The announcement that Football Focus, that sturdy old warhorse of the Saturday lunchtime schedule, has at last been put out to grass after 52 years comes as no great surprise to anyone who has watched the BBC's long, slow surrender to the modern age. Audiences, we are told with the sort of pained sincerity usually reserved for a minor royal's minor scandal, have simply changed their habits. They nibble at highlights on demand, graze on podcasts, and scroll through social media while the kettle boils. Linear television, that quaint relic, has been declining since 2018, and the figures tell their own melancholy tale: from nearly 850,000 viewers in 2019 to somewhere around 564,000–600,000 by 2023. The corporation, ever the responsible guardian of the licence fee, must evolve or perish. Or at least pretend to evolve while quietly axing the bits that no longer pull their weight.
One feels a certain dry sympathy for the show's final host, Alex Scott. She has already declared, with the graceful pre-emptive strike of one who has seen the writing on the autocue, that she herself had planned to depart. No blame attaches to her personally. Scott is a former professional footballer who knows the game from the inside, and she has conducted herself with the sort of composure that suggests she could read the shipping forecast without causing a riot. The fault, if fault there be, lies not in the presenter but in the packaging — and in the peculiar modern compulsion to wrap every last scrap of sport in the bright, brittle cellophane of entertainment.
Sport, once content to be itself, has increasingly been asked to play the role of lifestyle accessory. Consider Formula One, that roaring cathedral of noise and money. Under the stewardship of Liberty Media, it has been transformed from a niche pursuit for petrolheads and engineers into something closer to a Netflix soap opera with very expensive cars. Drive to Survive did for motor racing what The Crown did for the Windsors: it turned insiders into characters, rivalries into plotlines, and the paddock into a catwalk. The result? A younger audience, a markedly higher proportion of women (now around 40% or more in some surveys), and a global boom in casual fandom. The actual racing — those long afternoons of tyre strategy and aerodynamic nuance — still happens, of course, but it is now flanked by celebrity cameos, glossy drama, and enough interpersonal tension to keep the gossip columns fed. The sport itself has not become worse; it has simply been asked to sing for its supper in a key more pleasing to the streaming gods.

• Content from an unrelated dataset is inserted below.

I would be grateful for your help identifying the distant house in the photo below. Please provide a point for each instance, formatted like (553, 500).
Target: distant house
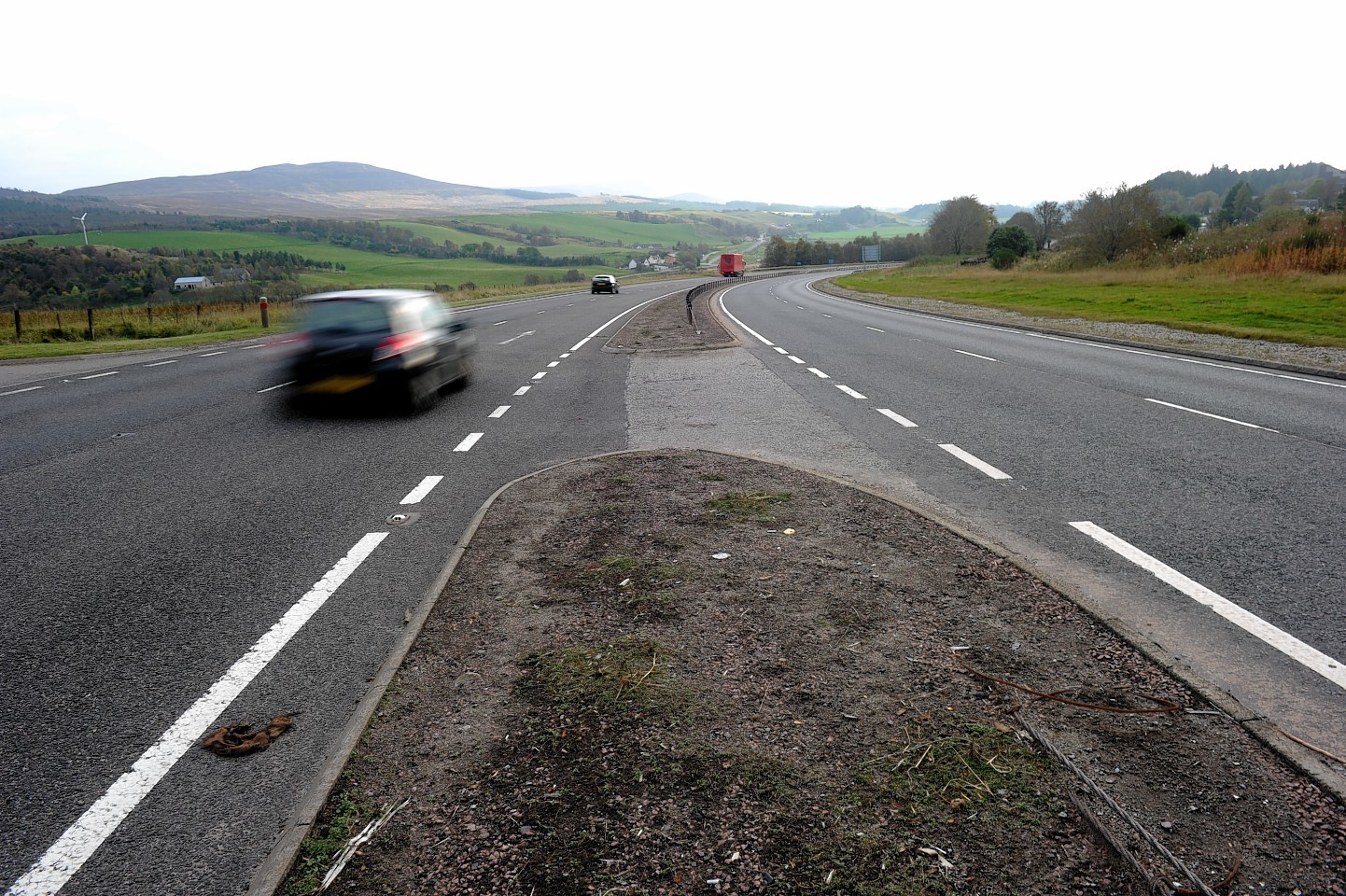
(192, 283)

Football, that great English obsession, has undergone a similar cosmetic overhaul, though with rather less success on the traditional front. The beautiful game remains, at root, twenty-two men (or women) chasing a ball and a referee chasing both. Its appeal to the traditional male viewer — the sort who once settled down with a pie and a pint to hear Bob Wilson or Jimmy Hill talk tactics — was never primarily about glamour or representation. It was about the game talking to itself: the geometry of the pitch, the sudden flash of genius, the tribal roar. When the packaging begins to shout louder than the contents, the old audience quietly reaches for the remote.
Here one must acknowledge an awkward truth that the BBC, in its institutional wisdom, would prefer to treat as an optical illusion. The increased prominence of female presenters on programmes covering men's football has coincided with a noticeable drift away from the traditional male demographic. This is not, as some fevered online commentary would have it, because such presenters are inherently incapable — many are perfectly competent professionals. It is because a large slice of the core audience experiences a subtle but persistent sense of cultural displacement. They switch on expecting the familiar rhythms of the Saturday ritual and instead encounter a tone that feels, to them, imported from another conversation altogether: one heavy with the vocabulary of inclusion, equity, and the quiet implication that the old way of watching was somehow problematic. The result is not rage so much as indifference. They simply stop watching. Numbers fall. The show is quietly retired. And everyone involved expresses polite bafflement.
Yet one must not fall into the opposite error of imagining that women's sport requires artificial life support. Quite the contrary. Women's football, women's rugby, women's cricket — these have been enjoying genuine growth in popularity, including among male viewers. The Lionesses' triumphs, the rising attendances at Women's Super League matches, the record audiences for major tournaments: these are not figments of a diversity report. Men watch because the sport itself is worth watching — the skill, the commitment, the narrative arc of underdogs and breakthroughs. No amount of political correctness or virtue signalling is required to achieve this. Indeed, the heavy-handed application of such things often proves counterproductive, breeding resentment where organic interest might have flourished. The lesson is as old as entertainment itself: let the thing be good on its own terms. The audience will find it, or it will not. Forced admiration is the surest way to kill affection.
Ultimately, sport should do the talking. The ball, the bat, the engine, the athlete's body in motion — these are eloquent enough without endless overlay of messaging. When Football Focus began in 1974, it understood this. It was a simple programme about the weekend's football, presented by people steeped in the culture. That it has now been deemed surplus to requirements is less a comment on Alex Scott than on the broader confusion of our age: the belief that every institution must be remodelled in the image of the moment's approved sensibilities, even if that means alienating the very people who once sustained it.
The BBC will doubtless replace the old slot with something shinier, more digital, more inclusive. One wishes them luck. But one also suspects that the game, in all its stubborn, unscripted glory, will continue to outlast the packaging. Sport, like literature or music at its best, has a way of surviving the people who try too hard to improve it. The audience may fragment, the formats may shift, but the ball keeps rolling. And in the end, that is all that ever really mattered.